6.3.3.4. Named graphs and Cypher projections

In the examples above, we have relied on the implicit loading of graphs for the algorithm computation. However, like other algorithms WCC also accepts named graphs and Cypher projections as inputs. See Projected Graph Model for more details.

Using a named graph: 

CALL algo.graph.load('myGraph', 'User', 'LINK');

CALL algo.unionFind.stream(null, null, {graph: 'myGraph'})
YIELD nodeId, setId
RETURN algo.asNode(nodeId).name AS Name, setId AS ComponentId
ORDER BY ComponentId, Name;

Table 6.36. Results
Name ComponentId

"Alice"

0

"Bridget"

0

"Charles"

0

"Doug"

3

"Mark"

3

"Michael"

3

As we can see, the results are identical to the results in the Section 6.3.3.1, “Unweighted” example.

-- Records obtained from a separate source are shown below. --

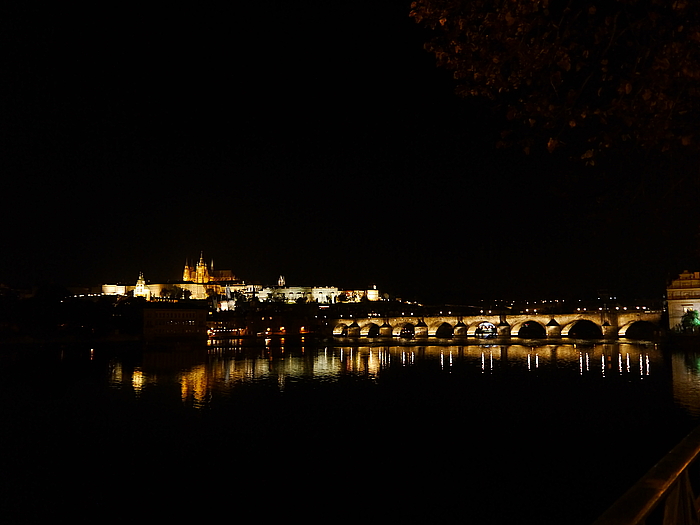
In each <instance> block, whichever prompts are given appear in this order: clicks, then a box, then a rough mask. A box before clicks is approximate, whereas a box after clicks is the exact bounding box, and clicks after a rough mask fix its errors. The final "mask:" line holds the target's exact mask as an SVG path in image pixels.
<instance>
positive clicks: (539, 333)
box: [510, 319, 547, 339]
mask: <svg viewBox="0 0 700 525" xmlns="http://www.w3.org/2000/svg"><path fill="white" fill-rule="evenodd" d="M510 335H512V336H514V337H524V338H526V339H540V338H545V337H547V327H546V326H545V324H544V323H542V322H541V321H537V320H535V319H523V320H522V321H519V322H517V323H515V324H514V325H513V326H512V327H511V329H510Z"/></svg>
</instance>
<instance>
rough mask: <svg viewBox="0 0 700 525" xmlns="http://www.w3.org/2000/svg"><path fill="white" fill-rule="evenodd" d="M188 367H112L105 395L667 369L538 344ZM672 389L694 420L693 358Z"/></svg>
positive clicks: (191, 403)
mask: <svg viewBox="0 0 700 525" xmlns="http://www.w3.org/2000/svg"><path fill="white" fill-rule="evenodd" d="M192 360H193V361H194V362H187V360H182V359H178V358H173V354H172V352H162V353H151V354H149V355H147V357H145V358H144V363H143V366H137V367H134V368H133V369H130V370H128V371H127V370H125V369H124V368H123V366H122V363H121V362H120V360H119V359H118V358H115V359H113V360H112V362H111V366H110V377H109V382H110V385H111V387H112V388H117V389H124V388H131V389H133V391H134V392H135V393H136V394H137V395H138V394H139V393H141V392H142V391H143V390H144V389H147V388H153V387H157V386H158V385H159V384H160V383H163V382H172V381H175V382H176V383H178V384H179V386H180V396H181V399H182V401H183V403H186V404H189V405H191V406H194V407H199V408H202V407H205V406H206V404H207V401H208V400H209V399H210V398H211V397H212V396H213V395H230V394H231V392H233V391H234V390H235V389H236V388H237V387H238V386H240V385H246V384H263V385H268V386H274V387H276V388H277V389H278V390H279V391H281V392H282V391H284V390H285V388H286V387H287V385H288V384H289V383H296V382H307V383H308V382H312V383H313V382H317V383H328V382H337V381H339V380H340V379H341V378H344V377H354V378H358V379H363V380H369V381H377V380H380V379H381V377H382V374H384V373H386V372H388V371H389V370H392V369H394V368H396V367H400V368H407V367H408V368H410V367H415V366H416V364H417V363H419V362H420V363H423V364H426V365H429V364H431V363H436V364H437V365H438V367H439V369H440V370H441V371H443V372H445V373H452V372H454V371H459V372H460V373H461V374H463V375H465V376H466V377H468V376H469V374H470V373H471V372H474V371H478V372H479V373H480V374H482V375H491V376H499V374H500V375H504V374H506V373H510V374H512V373H520V372H523V373H528V374H535V375H537V374H539V373H547V374H558V375H559V376H561V377H568V376H570V375H572V374H574V373H575V374H576V375H577V376H579V377H580V378H591V379H595V380H614V379H622V380H625V381H643V380H645V379H648V378H651V377H654V375H657V374H663V373H665V372H664V370H665V369H666V368H667V367H666V366H665V362H664V356H663V353H662V352H661V350H660V349H659V348H658V346H657V345H656V344H651V343H600V344H575V343H574V344H559V345H555V344H542V345H538V346H528V345H522V344H513V345H463V346H430V345H427V346H383V347H371V346H347V347H340V346H339V347H328V346H326V347H319V348H316V347H296V348H294V347H286V348H285V347H281V348H279V347H278V348H274V347H269V346H266V347H230V346H209V347H208V348H207V350H206V353H204V352H203V353H200V354H198V355H196V354H195V357H194V358H192ZM671 382H672V384H673V395H674V398H675V401H676V402H677V403H678V404H679V405H680V406H682V407H683V408H684V409H685V410H687V411H688V413H689V414H691V415H692V416H694V417H695V416H700V358H698V356H696V355H695V354H692V355H691V356H688V355H687V354H673V357H672V366H671Z"/></svg>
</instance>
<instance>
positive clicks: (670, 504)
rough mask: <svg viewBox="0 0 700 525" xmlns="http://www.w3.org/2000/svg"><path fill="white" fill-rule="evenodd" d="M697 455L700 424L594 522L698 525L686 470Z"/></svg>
mask: <svg viewBox="0 0 700 525" xmlns="http://www.w3.org/2000/svg"><path fill="white" fill-rule="evenodd" d="M698 454H700V427H698V428H696V429H695V430H693V431H692V432H691V433H690V434H688V436H686V437H685V439H683V441H681V442H680V443H679V444H678V445H676V446H675V447H674V448H673V450H671V452H669V453H668V454H666V456H664V457H663V458H662V459H661V461H659V462H658V463H657V464H656V465H654V466H653V467H652V469H651V470H650V471H649V472H647V473H646V474H645V475H644V477H642V479H640V480H639V481H638V482H637V483H636V484H635V485H634V486H632V488H630V489H629V490H628V491H627V492H626V493H625V494H624V495H623V496H622V497H621V498H620V499H618V500H617V501H616V502H615V503H614V504H613V505H612V507H610V508H609V509H608V510H607V511H606V512H605V513H604V514H603V515H602V516H601V517H600V518H598V519H597V520H596V521H595V522H594V523H593V525H653V524H654V523H660V524H661V523H663V524H664V525H670V524H675V525H698V523H700V520H699V519H698V501H697V500H696V499H695V496H694V495H693V488H692V487H691V484H690V475H689V472H688V467H689V466H690V465H691V464H692V463H693V462H694V461H695V460H696V459H697V457H698ZM660 505H663V507H660Z"/></svg>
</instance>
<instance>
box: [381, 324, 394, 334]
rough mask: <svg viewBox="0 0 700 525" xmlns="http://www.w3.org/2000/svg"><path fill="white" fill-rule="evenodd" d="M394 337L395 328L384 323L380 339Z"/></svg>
mask: <svg viewBox="0 0 700 525" xmlns="http://www.w3.org/2000/svg"><path fill="white" fill-rule="evenodd" d="M392 335H393V328H392V327H391V326H390V325H389V323H386V322H385V323H384V324H383V325H382V326H380V327H379V337H388V338H391V336H392Z"/></svg>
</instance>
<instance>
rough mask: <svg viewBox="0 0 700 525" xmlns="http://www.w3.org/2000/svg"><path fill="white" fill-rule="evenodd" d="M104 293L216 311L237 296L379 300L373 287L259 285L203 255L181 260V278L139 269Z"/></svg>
mask: <svg viewBox="0 0 700 525" xmlns="http://www.w3.org/2000/svg"><path fill="white" fill-rule="evenodd" d="M102 293H103V294H104V295H133V296H134V297H143V298H145V299H146V300H147V301H152V300H159V299H209V298H211V299H212V300H214V301H215V302H216V304H217V308H218V309H220V310H228V309H230V308H232V307H233V306H234V305H235V301H236V298H237V297H241V296H244V297H246V298H247V299H252V298H257V299H258V300H260V301H271V302H285V303H293V302H299V301H306V302H316V303H335V302H336V301H338V300H343V301H349V302H356V301H360V300H361V299H367V300H369V301H377V300H379V291H378V290H377V287H376V286H374V287H373V288H372V289H370V290H339V289H338V288H337V287H335V286H287V285H286V283H285V280H284V277H282V276H280V278H279V281H278V283H277V286H267V287H264V288H263V287H262V286H260V285H259V284H246V283H245V282H244V281H242V280H240V279H238V278H237V277H236V276H235V275H234V274H233V273H232V272H231V270H215V269H214V261H211V263H210V264H207V263H206V262H205V261H204V254H203V253H200V256H199V261H198V262H197V263H196V264H190V263H189V260H185V267H184V269H183V272H182V281H177V282H168V283H147V282H146V280H145V278H144V276H143V272H141V273H140V274H139V278H138V280H137V281H136V284H135V285H133V286H131V285H123V284H104V285H102Z"/></svg>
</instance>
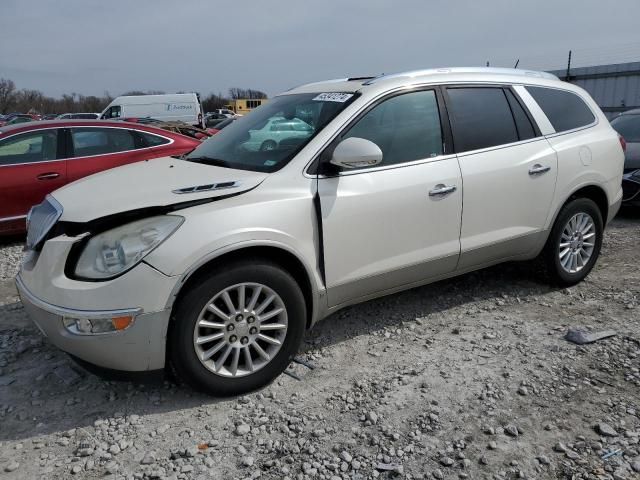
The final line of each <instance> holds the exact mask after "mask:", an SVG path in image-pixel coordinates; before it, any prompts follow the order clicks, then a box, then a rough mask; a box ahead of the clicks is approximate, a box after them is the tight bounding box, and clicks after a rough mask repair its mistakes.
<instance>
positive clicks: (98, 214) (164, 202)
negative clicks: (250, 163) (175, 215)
mask: <svg viewBox="0 0 640 480" xmlns="http://www.w3.org/2000/svg"><path fill="white" fill-rule="evenodd" d="M266 176H267V174H266V173H260V172H251V171H246V170H235V169H231V168H223V167H214V166H210V165H205V164H201V163H194V162H187V161H186V160H179V159H176V158H172V157H164V158H157V159H154V160H147V161H143V162H137V163H132V164H129V165H124V166H122V167H118V168H114V169H111V170H106V171H104V172H101V173H97V174H95V175H91V176H89V177H85V178H83V179H80V180H78V181H76V182H73V183H70V184H69V185H66V186H64V187H62V188H60V189H59V190H56V191H55V192H53V194H52V196H53V197H54V198H55V199H56V200H57V201H58V202H59V203H60V204H61V205H62V208H63V213H62V217H61V220H63V221H68V222H90V221H92V220H96V219H98V218H102V217H106V216H108V215H113V214H117V213H121V212H128V211H132V210H138V209H142V208H150V207H167V206H171V205H176V204H180V203H187V202H193V201H202V200H207V199H215V198H217V197H226V196H230V195H238V194H240V193H244V192H247V191H249V190H251V189H253V188H255V187H256V186H258V185H259V184H260V183H262V181H263V180H264V179H265V178H266Z"/></svg>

Using a Cypher projection: 

CALL algo.unionFind.stream(
  'MATCH (u:User) RETURN id(u) AS id',
  'MATCH (u1:User)-[:LINK]->(u2:User)
   RETURN id(u1) AS source, id(u2) AS target',
   {graph:'cypher'}
)
YIELD nodeId, setId
RETURN algo.asNode(nodeId).name AS Name, setId AS ComponentId
ORDER BY ComponentId, Name

Table 6.37. Results
Name ComponentId

"Alice"

0

"Bridget"

0

"Charles"

0

"Doug"

3

"Mark"

3

"Michael"

3

Again, results are identical, as the Cypher projection we use mimics the behaviour of the default loading configuration. Of course, the Cypher projection feature enables more advanced control over which exact parts of the graph to compute over; please see Section 2.2, “Cypher projection” for more details.